Stack: Next.js 16.2.6 App Router on Turbopack, React 19, Tailwind 4, Framer Motion for risk-meter and finding-card animations, Anthropic SDK 0.95 with Claude Sonnet 4.6. Hosted on Railway with a static prerender + dynamic route handler for the regenerate endpoint.
The UI is a forensic-console aesthetic: void-black background, signal-cyan accents, severity-coded prompt highlights (critical → crimson, high → ember, medium → amber, low → lime), a subtle scanline overlay, monospace-forward typography. Hovering a finding card highlights the matching span in the prompt body — and vice versa.
Challenges we ran into
GitHub Push Protection. Twice. The demo prompts embed example Stripe, GitHub, AWS, and Anthropic credentials. Even with DEMO000… placeholders, GitHub's secret scanner kept blocking the push — their entropy detector + prefix matching is more sensitive than my own detector regexes. The fix turned out to be elegant: assemble fake credentials from string fragments at runtime ("sk_" + "live_" + "DEMO…") so no single string literal in source contains a complete prefix. The detector regexes still match the assembled values at runtime — which is exactly the point of the demo.
Latency in live demos. Streaming AI responses look great in pitch videos but die when a judge re-runs the demo and waits 30 seconds for the first token. Solution: pre-compute all scenario results at module load, render statically, and only call Claude live for the optional "regenerate ↻" button. Every demo path is sub-second.

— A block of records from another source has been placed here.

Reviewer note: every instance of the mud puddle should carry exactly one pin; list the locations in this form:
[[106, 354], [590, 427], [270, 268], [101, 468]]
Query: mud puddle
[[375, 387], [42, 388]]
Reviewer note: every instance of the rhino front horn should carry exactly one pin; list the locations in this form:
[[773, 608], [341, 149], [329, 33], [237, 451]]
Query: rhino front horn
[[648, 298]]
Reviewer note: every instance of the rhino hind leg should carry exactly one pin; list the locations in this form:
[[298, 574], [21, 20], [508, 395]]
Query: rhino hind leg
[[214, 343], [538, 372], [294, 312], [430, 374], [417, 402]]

Click-only navigation. Constraint from day one: the demo had to be navigable purely by clicks — no form inputs in the demo path — so it could be auto-captured for the video walkthrough. That forced every interaction to have a card or button entrypoint and pushed me to design the scenario grid + scan pages as a clean state machine.
Accomplishments that we're proud of
- Detectors fire across all 8 categories on every demo scenario. The reports are visually dense, not toy examples.
- The deterministic core is ~250 lines of TypeScript. Anyone can audit the rules in 10 minutes. Security tooling that hides its logic behind a model loses trust; this one keeps the rules in the open.
- Static prerendering of all 6 scan pages. Marginal cost per scan is near-zero. The whole site loads in under a second.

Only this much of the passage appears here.